In order to understand and unveil the role of the TFs in rifamycin production, interaction map was created for 70 proteins including rifamycin BGC and interacting TFs and visualized using Cytoscape v3.7.1. The network constructed obeyed power law, \(P\left(k\right)\sim {k}^{-\gamma }\) indicating the hierarchical nature of the network (Fig. 3b). Degree analysis was carried out in order to check for maximum interaction of the RifBGC node with TF. The predicted network was of tight topology having 70 nodes and 215 edges. Network analysis predicted the order of degree (interaction capacities) of all the TFs (n = 30) with interacting RifBGC proteins (n = 42) for their direct interactions. Two types of hubs were identified, namely, Rif level and TF level hubs Out of 42 RifBGC proteins RifN and Rif-ORF3 were found to interact with highest degree of 10 and 4 TFs respectively at Rif level (Fig. 3c). RifN is known to be involved in converting the amino analogues to aromatic starter unit, 3-amino-5-hydroxybenzoic acid (ABHA). Thus, it acts as a hub to control regulation of other genes in the cluster. Looking into the TF level degree analysis, the highest interacting TFs were AMED_4179 that is a DNA binding protein and found to interacting with RifR, RifC and RifD. Hub proteins are reported to be important for cell growth as well as regulation [26, 32,33,34]. Absence of the expression of these proteins may disrupt the cluster completely. Thus, these proteins may have very crucial role in regulating rifamycin cluster as a whole and also can be explored during better analog productions of rifamycin B.

Fig. 3
figure 3

a The interaction map of rifamycin BGC (brown) along with their interacting transcription factors (green) [Node:70 and Edges: 215]. The ring represents the functional enrichment of each protein description of which are mentioned in the legend. b The topological properties of probability of degree distribution P(k) of the network depicting with correlation coefficient values (r2). The network follows the power law distribution and show the nature of scale-free network, suggesting a hierarchical organization in the network. c Bar graph showing the degree values for rifamycin genes interacting with number of transcription factors, where X-axis denote the rifamycin BGC genes and Y-axis shows number of TF’s they are interacting

Conclusions

10% of the genome of the rifamycin producer Amycolatopsis mediterranei S699 consist of genes encoding TFs. 30 unique transcription factors are directly involved in regulating rifamycin production and its extra-cellular export.

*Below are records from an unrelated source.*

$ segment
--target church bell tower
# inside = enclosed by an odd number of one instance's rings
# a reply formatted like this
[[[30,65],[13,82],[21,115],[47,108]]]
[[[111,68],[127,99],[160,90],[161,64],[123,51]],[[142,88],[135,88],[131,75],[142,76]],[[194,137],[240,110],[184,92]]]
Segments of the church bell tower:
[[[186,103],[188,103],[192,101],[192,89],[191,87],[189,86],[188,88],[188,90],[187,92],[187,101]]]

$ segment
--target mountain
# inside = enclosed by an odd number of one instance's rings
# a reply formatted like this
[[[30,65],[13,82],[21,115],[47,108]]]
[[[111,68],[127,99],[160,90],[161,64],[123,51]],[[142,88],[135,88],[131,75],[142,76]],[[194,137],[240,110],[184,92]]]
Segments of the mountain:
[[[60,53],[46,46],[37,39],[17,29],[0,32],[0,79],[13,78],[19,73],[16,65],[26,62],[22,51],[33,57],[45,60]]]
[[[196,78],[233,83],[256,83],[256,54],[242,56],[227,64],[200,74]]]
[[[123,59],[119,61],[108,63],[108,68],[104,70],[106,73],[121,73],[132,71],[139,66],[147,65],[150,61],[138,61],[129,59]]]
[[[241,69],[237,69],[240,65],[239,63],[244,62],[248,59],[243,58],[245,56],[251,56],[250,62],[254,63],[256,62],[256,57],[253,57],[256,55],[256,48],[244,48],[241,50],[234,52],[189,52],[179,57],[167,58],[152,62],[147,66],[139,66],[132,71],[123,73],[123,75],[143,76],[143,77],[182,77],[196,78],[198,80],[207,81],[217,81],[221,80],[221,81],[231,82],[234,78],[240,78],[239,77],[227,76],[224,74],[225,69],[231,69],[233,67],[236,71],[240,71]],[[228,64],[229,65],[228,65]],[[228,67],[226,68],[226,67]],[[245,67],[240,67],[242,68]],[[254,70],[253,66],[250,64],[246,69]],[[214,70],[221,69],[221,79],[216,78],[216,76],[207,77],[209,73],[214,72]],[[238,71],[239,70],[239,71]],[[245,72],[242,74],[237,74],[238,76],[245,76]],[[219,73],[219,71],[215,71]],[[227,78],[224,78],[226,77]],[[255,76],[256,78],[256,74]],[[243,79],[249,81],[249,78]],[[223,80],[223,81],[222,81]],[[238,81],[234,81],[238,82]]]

These transcription factors may be involved in feedback mechanisms or act as complex allosteric regulators but need further investigation. RifN is the hub protein regulating the RifBGC-TF network. These findings are very important and open the possibility to improve the production of rifamycin B by Amycolatopsis mediterranei S699 and its analog, 24-desmethylrifamycin B by exploiting and manipulating the expression levels of genes encoding these regulators proteins.